Wednesday, December 10, 2008

Allons-Y! Le Pays!

It begins with the land.

Organic farmers stress that it all begins with the soil. And this is true--it's not about feeding the plant, but rather enriching the soil so that it is grateful and able to give you its extra, in the form of food/plants (or animals fed plants), through garden or the larger-scale version of same, the farm. But I would argue that a further-back origins point is le pays---the land--the ideas that we as humans have about how we navigate the planet, and eat to live (live to eat!), stay alive both in the physical sense but also the psychical sense.

This blog is an exploration of ideas around food, farming and nature, and the frugality (frugalité/simplement) underpinning the approaches to these matters of concern. They're all connected --I mean, honestly, we all eat, so even if you live in downtown TO or DC or Paris you've still got that connection of soil, of land-ideas, to your tongue; there’s still space, it seems, for some more conversation on the inter-connection of these issues...and so this is why I decided to begin this blog.

I have struggled for some weeks what to call this ‘thing’....and why, even, there was a need to write such a forum/in such a form. Those who know me know I’m a 19th century person – though (wearing my historian hat), most 19th century people would have had a greater knowledge of electricity than I do, and of the basic technologies that most take for granted now. What this means, though, is that while as a poet and writer I’m tremendously complex and convoluted I try to live simply, and locally, but with a sensibility expressed in a love of travel, love of foods from all over the globe, and struggles to farm a bit, where I live and also (long story; later) in a country other than the one I live in.
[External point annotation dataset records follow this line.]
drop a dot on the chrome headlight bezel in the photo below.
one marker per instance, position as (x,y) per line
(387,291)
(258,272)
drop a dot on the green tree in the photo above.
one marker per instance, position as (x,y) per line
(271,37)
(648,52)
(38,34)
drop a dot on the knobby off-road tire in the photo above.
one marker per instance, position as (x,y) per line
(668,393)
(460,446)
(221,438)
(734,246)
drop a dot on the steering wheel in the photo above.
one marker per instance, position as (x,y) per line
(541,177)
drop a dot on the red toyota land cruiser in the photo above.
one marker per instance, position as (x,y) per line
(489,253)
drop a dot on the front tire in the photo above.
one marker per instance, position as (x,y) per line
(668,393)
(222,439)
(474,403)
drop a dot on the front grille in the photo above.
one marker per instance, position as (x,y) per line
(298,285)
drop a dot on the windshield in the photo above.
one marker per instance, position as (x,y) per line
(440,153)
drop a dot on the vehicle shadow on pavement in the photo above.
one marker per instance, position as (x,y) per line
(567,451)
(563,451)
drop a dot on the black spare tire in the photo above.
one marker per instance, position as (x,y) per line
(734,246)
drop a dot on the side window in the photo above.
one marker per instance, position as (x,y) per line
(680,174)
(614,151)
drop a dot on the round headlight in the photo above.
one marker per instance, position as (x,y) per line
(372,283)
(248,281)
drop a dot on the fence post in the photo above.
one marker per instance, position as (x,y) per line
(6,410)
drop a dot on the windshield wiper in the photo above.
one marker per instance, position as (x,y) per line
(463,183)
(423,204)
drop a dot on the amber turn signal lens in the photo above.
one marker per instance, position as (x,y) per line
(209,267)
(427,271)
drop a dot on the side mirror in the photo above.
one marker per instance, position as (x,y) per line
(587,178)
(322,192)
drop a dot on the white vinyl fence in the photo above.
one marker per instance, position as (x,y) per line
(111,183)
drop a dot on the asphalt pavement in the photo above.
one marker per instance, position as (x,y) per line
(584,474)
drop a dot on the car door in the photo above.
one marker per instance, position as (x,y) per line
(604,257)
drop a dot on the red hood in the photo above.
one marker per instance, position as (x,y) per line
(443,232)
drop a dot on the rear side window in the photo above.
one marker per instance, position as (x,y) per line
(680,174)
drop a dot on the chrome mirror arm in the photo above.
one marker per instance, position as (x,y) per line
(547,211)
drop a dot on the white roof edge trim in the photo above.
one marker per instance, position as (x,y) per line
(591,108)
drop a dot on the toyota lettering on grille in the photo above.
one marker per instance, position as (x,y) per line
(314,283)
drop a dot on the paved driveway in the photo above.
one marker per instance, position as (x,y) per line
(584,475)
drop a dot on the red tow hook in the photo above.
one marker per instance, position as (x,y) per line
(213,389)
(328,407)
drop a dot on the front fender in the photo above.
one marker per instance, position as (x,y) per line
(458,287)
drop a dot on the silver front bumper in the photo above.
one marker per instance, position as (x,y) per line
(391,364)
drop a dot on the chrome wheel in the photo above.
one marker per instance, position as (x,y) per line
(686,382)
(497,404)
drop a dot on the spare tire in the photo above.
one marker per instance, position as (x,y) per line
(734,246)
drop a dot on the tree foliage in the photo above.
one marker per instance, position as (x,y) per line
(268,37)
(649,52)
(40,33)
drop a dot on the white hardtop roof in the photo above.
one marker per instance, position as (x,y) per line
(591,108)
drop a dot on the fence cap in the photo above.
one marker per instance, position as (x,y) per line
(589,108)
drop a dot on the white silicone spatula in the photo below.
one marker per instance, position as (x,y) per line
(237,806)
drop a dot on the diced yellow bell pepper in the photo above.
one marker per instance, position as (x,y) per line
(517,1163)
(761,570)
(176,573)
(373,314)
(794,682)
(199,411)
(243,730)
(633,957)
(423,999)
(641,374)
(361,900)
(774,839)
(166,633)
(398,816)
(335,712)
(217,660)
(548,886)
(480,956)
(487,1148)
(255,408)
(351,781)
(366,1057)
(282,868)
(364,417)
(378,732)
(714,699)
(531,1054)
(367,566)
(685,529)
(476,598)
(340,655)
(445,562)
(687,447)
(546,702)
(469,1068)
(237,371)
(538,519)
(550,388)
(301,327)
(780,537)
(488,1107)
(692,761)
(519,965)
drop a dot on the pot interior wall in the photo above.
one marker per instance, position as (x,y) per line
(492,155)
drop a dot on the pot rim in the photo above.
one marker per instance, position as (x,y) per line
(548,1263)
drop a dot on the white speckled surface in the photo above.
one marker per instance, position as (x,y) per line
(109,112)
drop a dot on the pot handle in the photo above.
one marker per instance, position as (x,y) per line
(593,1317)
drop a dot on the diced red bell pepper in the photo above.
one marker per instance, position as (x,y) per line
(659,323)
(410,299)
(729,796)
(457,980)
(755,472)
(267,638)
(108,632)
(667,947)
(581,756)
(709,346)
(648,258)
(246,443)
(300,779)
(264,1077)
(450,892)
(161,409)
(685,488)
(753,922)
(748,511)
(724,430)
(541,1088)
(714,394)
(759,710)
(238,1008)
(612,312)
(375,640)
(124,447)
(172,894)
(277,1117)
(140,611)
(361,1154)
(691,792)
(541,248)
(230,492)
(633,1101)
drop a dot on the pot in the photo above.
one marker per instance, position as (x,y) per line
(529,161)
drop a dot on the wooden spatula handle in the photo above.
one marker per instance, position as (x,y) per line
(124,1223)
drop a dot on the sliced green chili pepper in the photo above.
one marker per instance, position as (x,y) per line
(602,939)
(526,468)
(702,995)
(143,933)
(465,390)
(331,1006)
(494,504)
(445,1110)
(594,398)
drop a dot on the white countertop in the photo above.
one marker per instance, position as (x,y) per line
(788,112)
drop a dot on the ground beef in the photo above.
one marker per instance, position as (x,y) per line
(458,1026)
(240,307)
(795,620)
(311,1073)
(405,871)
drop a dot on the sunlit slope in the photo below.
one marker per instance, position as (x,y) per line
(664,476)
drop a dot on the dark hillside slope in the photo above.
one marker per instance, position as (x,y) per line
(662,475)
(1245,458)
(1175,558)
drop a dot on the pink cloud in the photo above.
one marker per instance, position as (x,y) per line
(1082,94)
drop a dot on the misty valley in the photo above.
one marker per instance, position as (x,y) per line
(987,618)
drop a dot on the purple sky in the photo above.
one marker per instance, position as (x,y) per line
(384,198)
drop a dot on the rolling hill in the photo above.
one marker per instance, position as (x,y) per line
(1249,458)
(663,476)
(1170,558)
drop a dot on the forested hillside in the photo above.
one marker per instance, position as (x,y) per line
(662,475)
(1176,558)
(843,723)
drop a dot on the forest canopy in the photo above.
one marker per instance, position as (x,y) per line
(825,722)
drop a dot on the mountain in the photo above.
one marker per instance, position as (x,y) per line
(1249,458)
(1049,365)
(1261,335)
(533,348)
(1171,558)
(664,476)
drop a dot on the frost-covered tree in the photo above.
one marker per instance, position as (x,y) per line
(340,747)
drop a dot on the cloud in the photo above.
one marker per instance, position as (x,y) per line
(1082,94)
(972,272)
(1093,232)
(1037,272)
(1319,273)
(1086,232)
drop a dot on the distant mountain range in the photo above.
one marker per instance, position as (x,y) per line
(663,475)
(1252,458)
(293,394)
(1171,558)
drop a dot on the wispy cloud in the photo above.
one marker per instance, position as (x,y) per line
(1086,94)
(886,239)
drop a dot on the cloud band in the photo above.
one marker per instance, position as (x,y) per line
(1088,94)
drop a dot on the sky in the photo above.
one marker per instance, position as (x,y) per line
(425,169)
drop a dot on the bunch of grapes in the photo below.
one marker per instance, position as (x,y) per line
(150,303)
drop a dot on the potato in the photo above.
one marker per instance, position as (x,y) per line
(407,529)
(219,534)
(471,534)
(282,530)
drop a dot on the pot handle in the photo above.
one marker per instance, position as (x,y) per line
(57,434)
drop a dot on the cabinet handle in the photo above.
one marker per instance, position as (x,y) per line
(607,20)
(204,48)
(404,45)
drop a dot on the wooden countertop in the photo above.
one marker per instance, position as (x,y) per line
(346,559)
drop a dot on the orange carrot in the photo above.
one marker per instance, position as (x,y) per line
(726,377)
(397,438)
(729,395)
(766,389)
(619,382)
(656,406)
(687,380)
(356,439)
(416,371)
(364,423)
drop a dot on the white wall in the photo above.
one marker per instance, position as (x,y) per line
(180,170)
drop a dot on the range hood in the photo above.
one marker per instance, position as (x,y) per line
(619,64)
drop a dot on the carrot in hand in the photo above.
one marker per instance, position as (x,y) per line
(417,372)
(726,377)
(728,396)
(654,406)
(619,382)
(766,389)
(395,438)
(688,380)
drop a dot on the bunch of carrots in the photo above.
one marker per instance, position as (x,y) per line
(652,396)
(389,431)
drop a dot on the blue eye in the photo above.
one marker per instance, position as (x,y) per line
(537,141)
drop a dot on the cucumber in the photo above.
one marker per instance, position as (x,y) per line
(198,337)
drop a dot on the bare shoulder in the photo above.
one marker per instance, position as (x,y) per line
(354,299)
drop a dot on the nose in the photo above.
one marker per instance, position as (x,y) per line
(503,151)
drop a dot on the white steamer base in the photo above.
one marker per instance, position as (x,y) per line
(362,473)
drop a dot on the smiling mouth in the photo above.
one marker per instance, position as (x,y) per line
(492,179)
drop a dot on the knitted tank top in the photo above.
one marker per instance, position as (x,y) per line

This evening, about 16:30 Atlantic time, I went out to the garden. The foot or so of snow that had bedded it down--or so I thought--for the winter, had now been melted away by the above normal temperatures (12 degrees C today) that keep reminding us of the phrase climate change. In the gloom of rain and wind and pensive skies, however, what had been exposed were not only the embarrassingly naked patches of insufficiently mulched garden, but also the spinach bed, planted August first: and so, on December 10, 2008, what will likely be the last harvest of spinach was taken. What had fed me, and helped dress the salads of one community dinner, had emerged flattened but undaunted from the early November snows that had me cross country skiing the earliest ever.

I was too exhausted, before the snow came, to place a window frame (old window, with glass intact) over this square of wood—an old picture frame—and thereby create a ‘cold frame’ in which the spinach could grow for as long as the winter would let it. Spinach and kale and a few other things, gardeners know, can live even when it’s below freezing, if they have a bit of protection. But I made the decision not to go about framing the bed of spinach, even though this weird weather had given me an opportunity. I was too tired tonight. But I would eat again a harvest salad of spinach, already harvested and stored in the fridge carrots and purple cabbage, and be grateful.

Before heading back into the house to mark (grade, in the lingo of American professors) student papers, I went to the very end of the plot and harvested a handful of kale, the final cut from a bed planted just as the previous winter’s snows were retreating last April. Tomorrow, or soon (as I’m sure some markets are still featuring kale, fresh kale from better stewards than I) will post a recipe for a bean/kale/potato soup that uses the leftover rinds of gouda (or parmesan) cheese to flavour it. And talk about the FFF talents, skills and joys of making, making do, or doing without. And other things connecting food, farm, and frugality.